Tokenisation Works for Cross-Border Payments: BIS
Posted by Colin Lambert. Last updated: June 1, 2026
The Bank for International Settlements (BIS) is sold on the benefits of tokenisation, according to a new report published by the body that says distributed ledger technology (DLT) can improve wholesale cross-border payments by addressing long-standing inefficiencies at scale.
The paper describes the results of Project Agora, a public-private collaboration convened by the BIS and the Institute of International Finance (IIF), that explored multi-currency settlement using tokenised central bank reserves and tokenised commercial bank deposits.
The results are strongly positive, according to the BIS, that says its proposed platform achieves increased transaction speed, enhanced transparency, reduced market impact, fewer errors and more effective controls and monitoring around AML and other checks.

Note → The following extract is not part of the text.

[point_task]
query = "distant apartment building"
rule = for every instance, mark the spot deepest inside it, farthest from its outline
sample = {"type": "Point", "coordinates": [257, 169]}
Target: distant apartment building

“The prototype illustrates how shared infrastructure, interoperable tokens, programmable workflows, atomic settlement and privacy-preserving execution can address many of the well-known pain points in cross-border payments,” the paper states.

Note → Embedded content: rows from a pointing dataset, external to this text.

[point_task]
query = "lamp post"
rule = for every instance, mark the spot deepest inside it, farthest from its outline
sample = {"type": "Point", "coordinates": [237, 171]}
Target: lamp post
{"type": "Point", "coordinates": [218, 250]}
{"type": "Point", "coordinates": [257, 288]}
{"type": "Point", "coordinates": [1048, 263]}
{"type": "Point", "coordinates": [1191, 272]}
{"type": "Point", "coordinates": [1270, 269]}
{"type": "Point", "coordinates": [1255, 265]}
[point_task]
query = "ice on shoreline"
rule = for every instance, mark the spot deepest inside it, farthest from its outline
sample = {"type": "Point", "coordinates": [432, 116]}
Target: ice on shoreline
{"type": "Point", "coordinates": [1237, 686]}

In the proposed structure, the need for sequential processing is reduced by combining a path discovery mechanism with the ability to perform sanctions screening, AML/CFT checks and fraud detection, in parallel. Since the platform uses atomic settlement, counterparties can align payment‑related information before committing liquidity, potentially lowering the incidence of failed payments and reducing the costly need to unwind transactions.
Transactions can also occur faster as settlement occurs in seconds once funds or liquidity are locked. Around the clock operations mean that delays caused by misaligned operating hours across jurisdictions can be mitigated.

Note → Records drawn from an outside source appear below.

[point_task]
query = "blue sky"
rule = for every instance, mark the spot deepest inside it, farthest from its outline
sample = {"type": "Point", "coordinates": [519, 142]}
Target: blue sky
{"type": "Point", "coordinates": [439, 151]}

Since all parties to a transaction have access to real-time payment status, while maintaining privacy from non-participating entities, privacy can be maintained and the BIS notes this visibility could, in the future, be extended to end users, including debtors and creditors.
The BIS also notes that the modular design can unlock new capabilities, including conditional and always-on payments, while enabling future enhancements in areas such as anti-money laundering, countering the financing of terrorism, sanctions compliance and fraud detection, as regulatory and data-sharing frameworks evolve.
Participants included the Bank of England, the Federal Reserve Bank of New York, the Bank of France (representing the Eurosystem), the Bank of Japan, the Bank of Korea, the Bank of Mexico, the Swiss National Bank and more than 40 private sector financial institutions.
The results of the exploratory work mean the next stage is real-value testing with transactions involving certain currencies and participants. The Bank of Canada will also participate in the project.
“The project has shown the possibility of completing atomic settlement of wholesale cross-border transactions using tokenised central bank reserves and tokenised commercial bank deposits. The findings indicate this is achievable securely and with finality across currencies and jurisdictions,” the paper states.